On 15/12/14 12:22, Vladimir Melnik wrote:
> Thank you!
>
> Is it safe if I run "fsck.gfs2 -n" without unmounting it?
It is better to unmount, as otherwise the view of the fs which fsck has 
will be different to that which the mount has, so there is no guarantee 
that fsck will give correct results without unmounting.
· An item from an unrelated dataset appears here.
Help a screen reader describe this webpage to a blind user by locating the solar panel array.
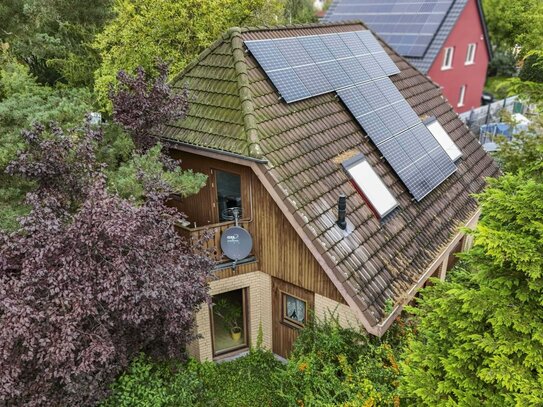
[245,30,456,201]
[338,78,456,201]
[245,30,399,103]
[324,0,453,57]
So the short 
answer to your question is no,

Steve.

> On Mon, Dec 15, 2014 at 09:59:02AM +0000, Steven Whitehouse wrote:
>> Hi,
>>
>> On 15/12/14 09:54, Vladimir Melnik wrote:
>>> Hi!
>>>
>>> The qcow2 isn't inderneath it, we can assume it's an ordinary file on a
>>> filesystem. Its' size was about 300-400 GB, but now size is
>>> 7493992262336241664 bytes and I don't understand how it's happened. I'd
>>> like to remove it, but I worry about consequences. :(
>> Ok, I think I see now... either way though, if you are unsure about
>> whether there is a problem, then unmounting on all nodes and running
>> fsck is the way to go. That should pick up any problems that there
>> might be with the filesystem. If you have the ability to snapshot
>> the storage, then you could run fsck on a snapshot in order to avoid
>> so much downtime.
>>
>> An odd file size should not, in and of itself cause any problems
>> with removing a file, so it will only be an issue if other on-disk
>> metadata is incorrect,
>>
>> Steve.
>>
>>> On Mon, Dec 15, 2014 at 09:23:47AM +0000, Steven Whitehouse wrote:
>>>> Hi,
>>>>
>>>> How did you generate the image in the first place? I don't know if
>>>> we've ever really tested GFS2 with a qcow device underneath it -
>>>> normally even in virt clusters the storage for GFS2 would be a real
>>>> shared block device. Was this perhaps just a single node?
>>>>
>>>> Have you checked the image with fsck.gfs2 ?
>>>>
>>>> Steve.
>>>>
>>>> On 15/12/14 09:17, Vladimir Melnik wrote:
>>>>> And one more question,
>>>>>
>>>>> Is it safe to remove this file? What will happen if I try to run 'rm
>>>>> /mnt/sp1/ac2cb28f-09ac-4ca0-bde1-471e0c7276a0.bak', won't it corrupt
>>>>> other files?
>>>>>
>>>>> Thanks.
>>>>>
>>>>> On Sat, Dec 13, 2014 at 06:04:48PM +0200, Vladimir Melnik wrote:
>>>>>> Dear colleagues,
>>>>>>
>>>>>> I encountered some very strange issue and would be grateful if you share
>>>>>> your thoughts on that.
>>>>>>
>>>>>> I have a qcow2-image that is located at gfs2 filesystem on a cluster.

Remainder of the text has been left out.